Japan gives naval patrol boats to Vietnam

The gift is seen as a sign of solidarity with Vietnam.
By Ed Adamczyk Contact the Author   |   Aug. 1, 2014 at 3:20 PM
| License Photo

HANOI, Vietnam, Aug. 1 (UPI) -- Vietnam, whose maritime claims compete with China's in the South China Sea, will receive six naval patrol boats from Japan.

The offer was announced Friday after Japanese Foreign Minister Fumio Kishida visited his Vietnamese counterpart, Pham Binh Minh in Hanoi, Vietnam.

The six used boats, with training and coast-guarding surveillance equipment, are valued at $5 million.

Kishida said Vietnam and Japan support "maintaining peace and stability" in the contested region. Japan and China each claim islands called Diaoyu in Chinese, or Senkaku in Japanese. Taiwan, China and Vietnam each claim a string of islands called Xisha in Chinese or the Hoang Sa archipelago in Vietnamese -- islands also known as the Paracel Islands.

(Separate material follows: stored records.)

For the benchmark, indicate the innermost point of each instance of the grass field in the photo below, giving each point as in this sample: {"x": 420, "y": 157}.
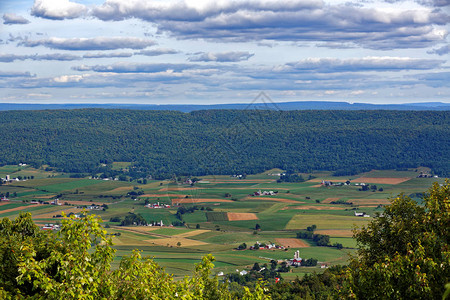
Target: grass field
{"x": 218, "y": 224}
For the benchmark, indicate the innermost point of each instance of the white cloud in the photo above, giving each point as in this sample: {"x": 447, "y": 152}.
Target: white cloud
{"x": 385, "y": 63}
{"x": 58, "y": 9}
{"x": 297, "y": 20}
{"x": 157, "y": 52}
{"x": 222, "y": 57}
{"x": 97, "y": 43}
{"x": 9, "y": 19}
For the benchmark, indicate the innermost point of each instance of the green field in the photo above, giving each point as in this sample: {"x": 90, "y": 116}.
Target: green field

Chinese and Vietnamese ships clashed in May in the area after China moved an oil rig into waters off Vietnam's coast, causing anti-Chinese rioting in Vietnam in which at least two people died and several factories were burned.

The Japanese gift of the boats could be interpreted as a sign of Japanese solidarity with Vietnam, against China.